From my distant location overseas, listening to the news via podcasts is a great way to keep up: something I’m quite grateful to have access to on demand and via the internets. Until the end of Net Neutrality means that only “Verizon Insights” and “Life at AT&T” are still accessible, I enjoy a range of news sources on a daily basis using a podcatcher called Beyond Pod. One of the essential features it has is the ability to speed up the tempo of podcasts, some of which are a bit slow as recorded. But one…. one is like dripping molasses on a winter day: The Daily from the NYT by Michael Barbaro. I’m pretty sure silences are inserted in editing to draw out the drama to infuriating lengths and the tempo of the audio is selectively slowed to about half normal speed. Nobody can actually talk that slowly. I mean listen and try – like actually try to draw out a word that might take 1 second to pronounce to two full seconds. It is a pretty good news summary and has some useful information, but there’s no way I’d suffer through it without setting the tempo to 2x.
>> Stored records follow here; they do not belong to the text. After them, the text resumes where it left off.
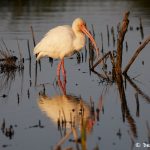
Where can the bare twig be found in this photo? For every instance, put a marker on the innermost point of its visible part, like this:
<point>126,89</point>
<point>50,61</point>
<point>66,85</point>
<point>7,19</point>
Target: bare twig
<point>139,91</point>
<point>120,40</point>
<point>139,49</point>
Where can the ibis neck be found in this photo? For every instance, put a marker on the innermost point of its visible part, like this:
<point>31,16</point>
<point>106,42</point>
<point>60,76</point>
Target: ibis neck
<point>79,40</point>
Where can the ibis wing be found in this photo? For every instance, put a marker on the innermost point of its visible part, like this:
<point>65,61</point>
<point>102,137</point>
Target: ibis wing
<point>56,42</point>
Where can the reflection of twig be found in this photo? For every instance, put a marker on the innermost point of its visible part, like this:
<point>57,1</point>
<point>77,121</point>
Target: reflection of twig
<point>63,140</point>
<point>125,110</point>
<point>146,97</point>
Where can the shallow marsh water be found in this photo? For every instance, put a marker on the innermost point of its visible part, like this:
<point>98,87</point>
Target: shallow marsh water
<point>21,111</point>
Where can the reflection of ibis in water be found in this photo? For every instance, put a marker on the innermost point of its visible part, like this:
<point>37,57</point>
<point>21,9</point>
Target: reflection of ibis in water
<point>66,109</point>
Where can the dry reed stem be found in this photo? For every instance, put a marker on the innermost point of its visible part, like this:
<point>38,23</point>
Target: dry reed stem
<point>120,40</point>
<point>139,49</point>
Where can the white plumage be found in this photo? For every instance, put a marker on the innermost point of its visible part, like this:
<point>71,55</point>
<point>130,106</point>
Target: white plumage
<point>62,41</point>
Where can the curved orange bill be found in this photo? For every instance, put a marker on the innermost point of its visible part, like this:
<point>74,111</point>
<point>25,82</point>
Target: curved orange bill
<point>84,30</point>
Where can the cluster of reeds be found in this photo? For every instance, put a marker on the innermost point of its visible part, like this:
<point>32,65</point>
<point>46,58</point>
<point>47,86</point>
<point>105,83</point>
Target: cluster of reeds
<point>7,131</point>
<point>118,73</point>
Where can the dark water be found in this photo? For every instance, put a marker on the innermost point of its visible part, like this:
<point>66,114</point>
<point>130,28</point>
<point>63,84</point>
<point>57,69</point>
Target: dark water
<point>30,121</point>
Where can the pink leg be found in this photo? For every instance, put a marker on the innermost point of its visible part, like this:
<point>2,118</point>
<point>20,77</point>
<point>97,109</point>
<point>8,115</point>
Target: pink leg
<point>58,69</point>
<point>63,69</point>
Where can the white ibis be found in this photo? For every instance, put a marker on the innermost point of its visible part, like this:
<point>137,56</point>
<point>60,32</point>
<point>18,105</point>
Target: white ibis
<point>62,41</point>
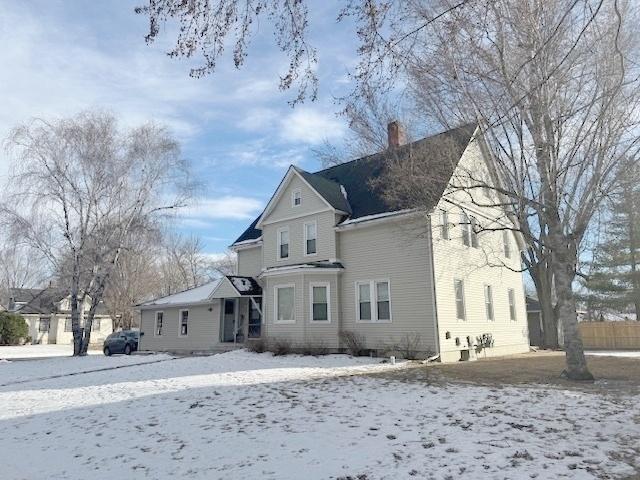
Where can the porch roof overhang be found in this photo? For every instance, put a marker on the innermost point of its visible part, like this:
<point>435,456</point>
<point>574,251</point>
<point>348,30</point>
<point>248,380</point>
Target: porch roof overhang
<point>310,267</point>
<point>237,286</point>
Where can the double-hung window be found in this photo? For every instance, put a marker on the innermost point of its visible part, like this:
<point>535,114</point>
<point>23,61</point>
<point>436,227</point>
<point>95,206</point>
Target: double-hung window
<point>284,303</point>
<point>506,244</point>
<point>465,222</point>
<point>373,301</point>
<point>184,323</point>
<point>296,198</point>
<point>444,228</point>
<point>319,293</point>
<point>283,243</point>
<point>512,304</point>
<point>159,320</point>
<point>310,238</point>
<point>469,230</point>
<point>43,325</point>
<point>459,293</point>
<point>488,302</point>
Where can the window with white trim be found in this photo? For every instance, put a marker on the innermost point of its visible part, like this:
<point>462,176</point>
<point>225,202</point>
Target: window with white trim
<point>284,303</point>
<point>512,304</point>
<point>184,323</point>
<point>283,243</point>
<point>383,304</point>
<point>373,301</point>
<point>310,238</point>
<point>364,302</point>
<point>43,325</point>
<point>465,223</point>
<point>319,293</point>
<point>444,228</point>
<point>96,324</point>
<point>158,326</point>
<point>296,198</point>
<point>459,294</point>
<point>488,302</point>
<point>506,244</point>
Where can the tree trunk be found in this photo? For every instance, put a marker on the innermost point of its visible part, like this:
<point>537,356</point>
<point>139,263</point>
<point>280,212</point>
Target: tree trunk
<point>564,263</point>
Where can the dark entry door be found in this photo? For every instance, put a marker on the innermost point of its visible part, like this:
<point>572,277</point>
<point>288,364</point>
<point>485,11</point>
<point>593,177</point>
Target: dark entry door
<point>228,320</point>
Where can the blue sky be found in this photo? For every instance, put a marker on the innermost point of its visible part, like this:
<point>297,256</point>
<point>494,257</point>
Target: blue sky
<point>236,127</point>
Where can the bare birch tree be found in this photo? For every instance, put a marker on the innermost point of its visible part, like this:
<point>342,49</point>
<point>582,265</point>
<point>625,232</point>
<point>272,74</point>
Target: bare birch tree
<point>82,188</point>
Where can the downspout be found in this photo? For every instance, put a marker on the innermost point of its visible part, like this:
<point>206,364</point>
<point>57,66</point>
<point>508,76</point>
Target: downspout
<point>433,286</point>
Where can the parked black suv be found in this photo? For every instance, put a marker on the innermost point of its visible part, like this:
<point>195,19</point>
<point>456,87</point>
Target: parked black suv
<point>125,342</point>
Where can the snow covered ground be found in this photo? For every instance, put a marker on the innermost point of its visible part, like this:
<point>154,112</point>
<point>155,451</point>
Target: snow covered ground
<point>39,351</point>
<point>241,415</point>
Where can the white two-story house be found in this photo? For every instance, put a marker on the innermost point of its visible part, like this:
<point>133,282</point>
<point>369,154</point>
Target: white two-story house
<point>328,255</point>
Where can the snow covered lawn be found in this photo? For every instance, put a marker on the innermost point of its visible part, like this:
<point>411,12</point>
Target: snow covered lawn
<point>39,351</point>
<point>242,416</point>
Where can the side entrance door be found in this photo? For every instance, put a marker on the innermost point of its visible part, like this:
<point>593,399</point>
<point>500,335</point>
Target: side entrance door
<point>228,320</point>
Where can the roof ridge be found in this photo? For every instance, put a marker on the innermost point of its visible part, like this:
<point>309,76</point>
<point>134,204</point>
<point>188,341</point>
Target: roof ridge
<point>401,147</point>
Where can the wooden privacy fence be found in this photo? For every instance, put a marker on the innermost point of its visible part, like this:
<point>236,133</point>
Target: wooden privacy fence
<point>611,335</point>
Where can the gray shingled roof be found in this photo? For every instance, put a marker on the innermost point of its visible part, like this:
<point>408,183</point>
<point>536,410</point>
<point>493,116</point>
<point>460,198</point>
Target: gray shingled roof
<point>355,177</point>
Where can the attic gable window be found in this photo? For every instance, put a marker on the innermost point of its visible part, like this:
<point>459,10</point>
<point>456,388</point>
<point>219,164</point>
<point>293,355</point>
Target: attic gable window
<point>296,198</point>
<point>469,230</point>
<point>506,244</point>
<point>310,236</point>
<point>283,243</point>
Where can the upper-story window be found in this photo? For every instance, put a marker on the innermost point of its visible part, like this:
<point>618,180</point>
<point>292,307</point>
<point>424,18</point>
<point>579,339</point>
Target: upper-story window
<point>506,244</point>
<point>296,198</point>
<point>469,230</point>
<point>373,301</point>
<point>310,238</point>
<point>444,228</point>
<point>283,243</point>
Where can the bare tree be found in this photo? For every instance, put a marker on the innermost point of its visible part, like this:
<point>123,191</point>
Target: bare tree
<point>553,86</point>
<point>84,189</point>
<point>206,26</point>
<point>554,90</point>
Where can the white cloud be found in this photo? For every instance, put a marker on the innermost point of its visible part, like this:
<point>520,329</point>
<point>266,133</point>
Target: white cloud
<point>223,208</point>
<point>310,125</point>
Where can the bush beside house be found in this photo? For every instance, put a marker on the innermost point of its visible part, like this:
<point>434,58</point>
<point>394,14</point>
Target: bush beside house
<point>13,329</point>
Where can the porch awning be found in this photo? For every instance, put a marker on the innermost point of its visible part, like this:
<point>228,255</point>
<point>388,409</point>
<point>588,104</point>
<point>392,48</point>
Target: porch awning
<point>236,286</point>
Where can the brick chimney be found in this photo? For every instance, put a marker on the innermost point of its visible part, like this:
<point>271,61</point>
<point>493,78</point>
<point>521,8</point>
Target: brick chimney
<point>396,135</point>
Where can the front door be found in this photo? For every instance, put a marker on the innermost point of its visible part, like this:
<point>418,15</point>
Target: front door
<point>228,320</point>
<point>255,318</point>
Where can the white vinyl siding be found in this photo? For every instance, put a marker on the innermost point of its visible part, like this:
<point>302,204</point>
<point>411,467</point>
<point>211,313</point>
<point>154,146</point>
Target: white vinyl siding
<point>310,238</point>
<point>373,301</point>
<point>183,323</point>
<point>283,243</point>
<point>319,300</point>
<point>158,324</point>
<point>512,304</point>
<point>459,296</point>
<point>284,304</point>
<point>488,303</point>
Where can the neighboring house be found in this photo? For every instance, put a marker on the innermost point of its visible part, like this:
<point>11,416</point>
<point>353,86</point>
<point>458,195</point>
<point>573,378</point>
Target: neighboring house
<point>48,315</point>
<point>328,255</point>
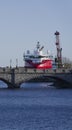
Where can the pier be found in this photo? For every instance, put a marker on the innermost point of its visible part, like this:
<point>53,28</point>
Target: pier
<point>14,77</point>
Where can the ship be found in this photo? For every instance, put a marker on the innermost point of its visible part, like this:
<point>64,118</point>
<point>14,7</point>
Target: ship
<point>37,59</point>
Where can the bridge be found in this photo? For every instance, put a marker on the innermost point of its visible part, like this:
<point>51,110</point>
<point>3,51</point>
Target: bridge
<point>14,77</point>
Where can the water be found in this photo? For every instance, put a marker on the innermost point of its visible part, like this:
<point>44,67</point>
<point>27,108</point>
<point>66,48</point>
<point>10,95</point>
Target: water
<point>36,107</point>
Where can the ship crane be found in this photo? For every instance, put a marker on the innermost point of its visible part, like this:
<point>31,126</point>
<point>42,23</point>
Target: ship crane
<point>59,50</point>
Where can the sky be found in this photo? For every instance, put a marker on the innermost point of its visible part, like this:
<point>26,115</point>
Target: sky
<point>25,22</point>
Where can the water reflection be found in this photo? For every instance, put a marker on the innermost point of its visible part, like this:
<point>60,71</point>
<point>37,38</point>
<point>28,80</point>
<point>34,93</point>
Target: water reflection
<point>36,85</point>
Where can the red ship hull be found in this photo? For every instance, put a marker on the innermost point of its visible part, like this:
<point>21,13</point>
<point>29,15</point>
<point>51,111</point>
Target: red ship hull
<point>45,64</point>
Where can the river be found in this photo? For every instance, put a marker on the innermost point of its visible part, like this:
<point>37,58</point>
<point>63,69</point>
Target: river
<point>35,106</point>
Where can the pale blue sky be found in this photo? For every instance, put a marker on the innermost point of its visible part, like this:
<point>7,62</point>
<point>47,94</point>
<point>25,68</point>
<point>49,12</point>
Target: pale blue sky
<point>24,22</point>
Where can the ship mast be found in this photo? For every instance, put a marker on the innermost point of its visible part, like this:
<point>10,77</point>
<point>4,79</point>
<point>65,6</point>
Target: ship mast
<point>59,50</point>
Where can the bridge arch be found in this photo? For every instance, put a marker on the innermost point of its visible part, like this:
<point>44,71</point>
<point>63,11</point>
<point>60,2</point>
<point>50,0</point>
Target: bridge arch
<point>7,83</point>
<point>58,81</point>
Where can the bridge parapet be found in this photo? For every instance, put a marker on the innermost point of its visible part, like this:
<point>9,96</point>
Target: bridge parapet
<point>19,75</point>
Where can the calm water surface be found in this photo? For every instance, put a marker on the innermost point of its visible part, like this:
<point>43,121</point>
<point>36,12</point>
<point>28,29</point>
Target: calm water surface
<point>36,107</point>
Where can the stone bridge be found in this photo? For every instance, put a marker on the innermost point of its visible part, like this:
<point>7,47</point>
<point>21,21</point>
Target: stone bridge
<point>14,77</point>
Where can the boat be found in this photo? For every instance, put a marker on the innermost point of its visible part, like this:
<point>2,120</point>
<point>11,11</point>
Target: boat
<point>37,59</point>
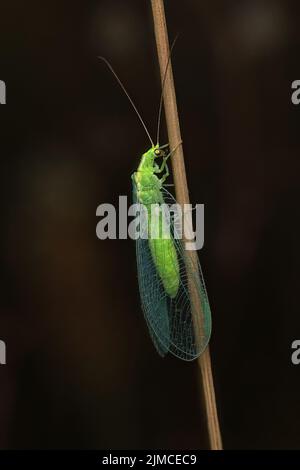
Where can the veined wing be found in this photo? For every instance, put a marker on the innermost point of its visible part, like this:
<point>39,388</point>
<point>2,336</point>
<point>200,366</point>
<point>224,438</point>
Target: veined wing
<point>180,325</point>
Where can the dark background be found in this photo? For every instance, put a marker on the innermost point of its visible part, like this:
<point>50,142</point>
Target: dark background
<point>81,370</point>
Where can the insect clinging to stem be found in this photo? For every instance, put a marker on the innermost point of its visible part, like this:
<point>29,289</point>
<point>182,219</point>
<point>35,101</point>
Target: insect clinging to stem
<point>178,322</point>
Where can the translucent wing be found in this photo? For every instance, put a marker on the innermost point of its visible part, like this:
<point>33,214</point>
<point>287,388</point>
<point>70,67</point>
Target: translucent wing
<point>179,325</point>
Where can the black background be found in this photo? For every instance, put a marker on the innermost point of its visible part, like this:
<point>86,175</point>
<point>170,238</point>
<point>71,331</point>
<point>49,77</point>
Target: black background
<point>81,370</point>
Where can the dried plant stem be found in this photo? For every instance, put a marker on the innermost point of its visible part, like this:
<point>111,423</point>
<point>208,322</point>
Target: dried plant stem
<point>182,196</point>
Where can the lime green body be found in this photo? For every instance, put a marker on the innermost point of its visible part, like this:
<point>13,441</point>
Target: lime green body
<point>148,187</point>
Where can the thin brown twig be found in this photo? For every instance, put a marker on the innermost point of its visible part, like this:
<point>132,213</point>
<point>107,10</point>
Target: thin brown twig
<point>182,196</point>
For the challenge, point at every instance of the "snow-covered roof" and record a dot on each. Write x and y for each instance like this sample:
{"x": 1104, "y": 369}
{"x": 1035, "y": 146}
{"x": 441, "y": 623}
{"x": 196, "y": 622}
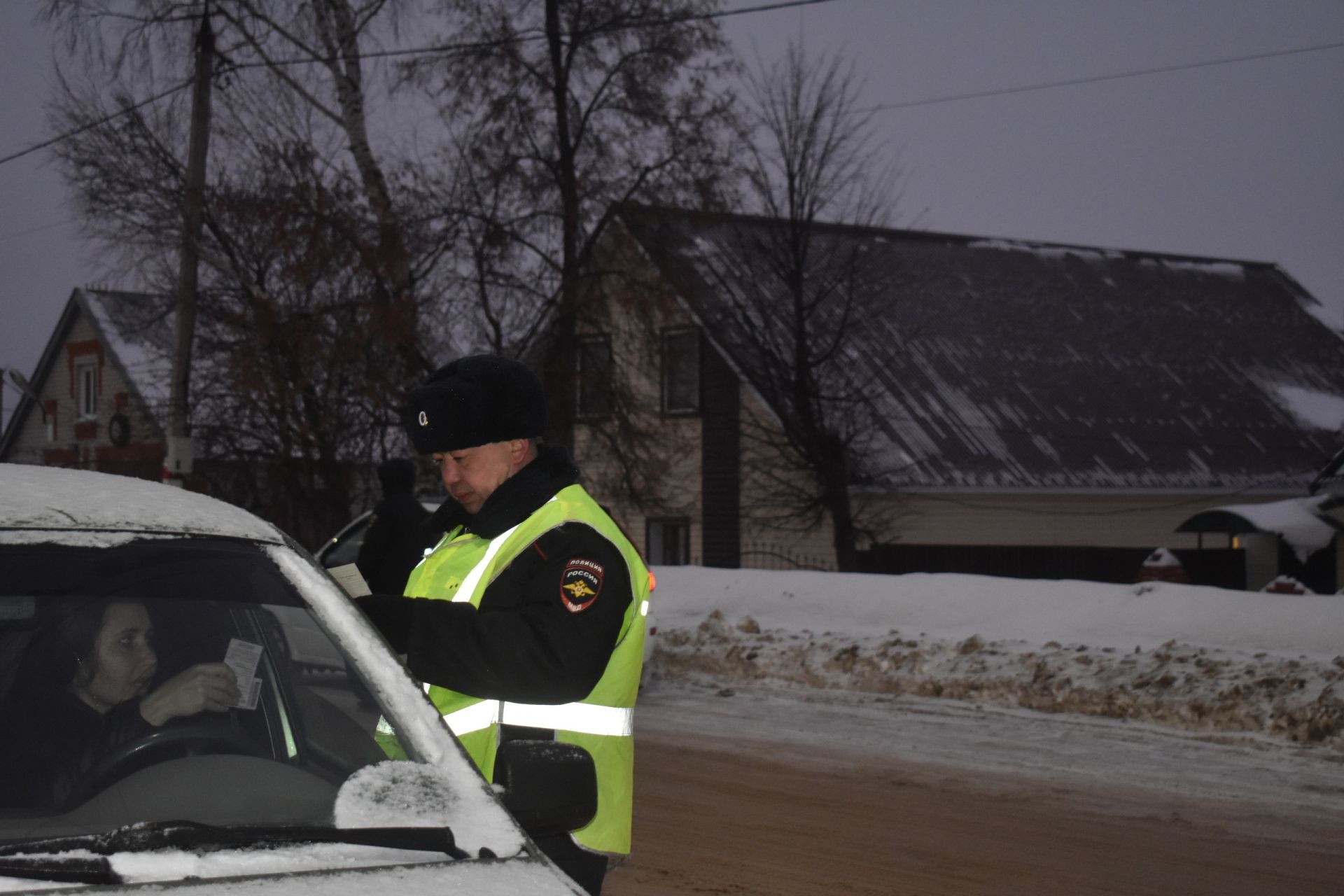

Every time I accidentally stream the podcast, rather than downloading and playing, the tempo control is disabled and while I scramble to skip to the next podcast before my I start questioning reality I often wonder for a moment just how bad the pauses are. Here’s my analysis:
I consider the BBC Global News to be a very professional, truly “broadcast quality” podcast. The announcers are clear, comprehensible, and speak at a pace that is appropriate for a news broadcast. I still speed it up because daily life is like that now, but if I listen at normal pace, it isn’t even slightly annoying.
The Economist Radio is fairly typical of a print publication’s efforts at presenting print journalists as audio stars. it doesn’t always work out perfectly and the pacing varies a lot by who is speaking and the rather eclectic line-up. In general it is annoyingly slow, but not interminably so. It comes across as a bit amateur by broadcast standards, but well done and very informative.
But then there’s The Daily from the NYT. This podcast was the reason I took the time to figure out how to speed up playback. There was no other choice: either unsubscribe or speed it up to something not aneurysm inducing. Looking at the waveforms, I suspect they might actually be inserting silences of around 500msec between words, perhaps for dramatic effect (there’s way too much dramatic effect in a lot of the stories, which speeding up only hastens rather than fully alleviating—never have you heard so many interviewees break into uncomfortable tears as they’re overwhelmed by whatever the day’s tragedy is, an artifice only slightly less annoying than broadcasting the sound of someone eating. OMG, that’s real. Rule 34.)